Quantitative Comparison of 3D Microglial Morphology in Control and 5xFAD Alzheimer’s Model Mice

Abstract

Microglia, the brain’s resident immune cells, play a critical role in Alzheimer’s disease (AD) progression through phagocytosis of amyloid-beta (Aβ) proteins. In the hippocampus, a region heavily impacted by AD, microglia undergo morphological changes as they attempt to engulf Aβ plaques, contributing to chronic neuroinflammation. Current literature lacks a quantitative understanding of how microglial morphology differs in AD. This study addresses this gap by comparing microglia in control and 5xFAD Alzheimer’s model mice.

We utilize data from NeuroMorpho.Org, an open-source repository of digitally reconstructed neurons. Using the Python NeuroM package, a library for extracting morphometric features from SWC files, we quantified hippocampal microglia and conducted statistical and computational analyses to identify distinguishing features between the groups. Principal Component Analysis revealed that soma and structural complexity metrics contributed most to group variance. Welch’s two-sample t-test confirmed all features differed significantly (p < 0.0001). Supervised machine learning models, specifically logistic regression, random forest, and gradient boosting, identified soma-based metrics, average segment length, and average section length as top predictors of group classification. These results support the hypothesis that AD alters microglial morphology in measurable ways.

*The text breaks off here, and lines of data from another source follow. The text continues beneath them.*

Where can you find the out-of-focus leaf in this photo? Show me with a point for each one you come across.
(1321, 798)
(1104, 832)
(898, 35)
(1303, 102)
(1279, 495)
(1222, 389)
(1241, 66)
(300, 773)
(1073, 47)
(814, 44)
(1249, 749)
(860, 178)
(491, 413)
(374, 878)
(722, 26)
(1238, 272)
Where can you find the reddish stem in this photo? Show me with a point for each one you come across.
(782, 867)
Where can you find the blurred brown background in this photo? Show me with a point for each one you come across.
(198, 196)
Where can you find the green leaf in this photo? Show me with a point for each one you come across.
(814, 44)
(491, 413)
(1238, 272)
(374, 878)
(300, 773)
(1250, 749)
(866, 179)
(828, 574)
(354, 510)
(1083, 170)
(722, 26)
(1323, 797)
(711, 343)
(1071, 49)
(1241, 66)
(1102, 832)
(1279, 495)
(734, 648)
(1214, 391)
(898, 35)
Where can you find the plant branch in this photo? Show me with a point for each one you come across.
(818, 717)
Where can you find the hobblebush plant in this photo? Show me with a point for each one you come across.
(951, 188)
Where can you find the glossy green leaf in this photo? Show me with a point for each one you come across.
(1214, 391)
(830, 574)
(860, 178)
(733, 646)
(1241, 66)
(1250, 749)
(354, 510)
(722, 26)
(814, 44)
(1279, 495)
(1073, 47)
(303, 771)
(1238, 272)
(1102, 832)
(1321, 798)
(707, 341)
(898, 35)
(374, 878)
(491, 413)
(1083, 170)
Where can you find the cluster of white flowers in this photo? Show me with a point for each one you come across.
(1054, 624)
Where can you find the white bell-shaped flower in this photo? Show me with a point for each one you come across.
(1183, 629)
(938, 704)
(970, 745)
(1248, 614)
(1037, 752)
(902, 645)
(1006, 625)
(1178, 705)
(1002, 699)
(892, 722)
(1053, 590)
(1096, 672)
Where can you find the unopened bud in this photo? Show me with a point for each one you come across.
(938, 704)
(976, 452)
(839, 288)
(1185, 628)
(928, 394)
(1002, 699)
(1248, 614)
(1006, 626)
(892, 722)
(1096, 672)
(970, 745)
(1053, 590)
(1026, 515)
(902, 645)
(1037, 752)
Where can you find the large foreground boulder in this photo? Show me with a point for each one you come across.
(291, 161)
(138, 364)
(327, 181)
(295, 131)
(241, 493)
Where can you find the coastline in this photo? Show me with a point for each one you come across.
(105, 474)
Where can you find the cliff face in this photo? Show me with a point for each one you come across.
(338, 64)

Preliminary unsupervised machine learning with K-means clustering is ongoing to explore natural data groupings. Future directions include incorporating age-based categorization and applying SHapley Additive exPlanations (SHAP) to further interpret machine learning model feature importance. By identifying distinguishing features in disease and healthy states, this research contributes to early diagnosis and understanding of AD pathology, supporting the United Nations Sustainable Development Goal #3: Good Health and Well-being.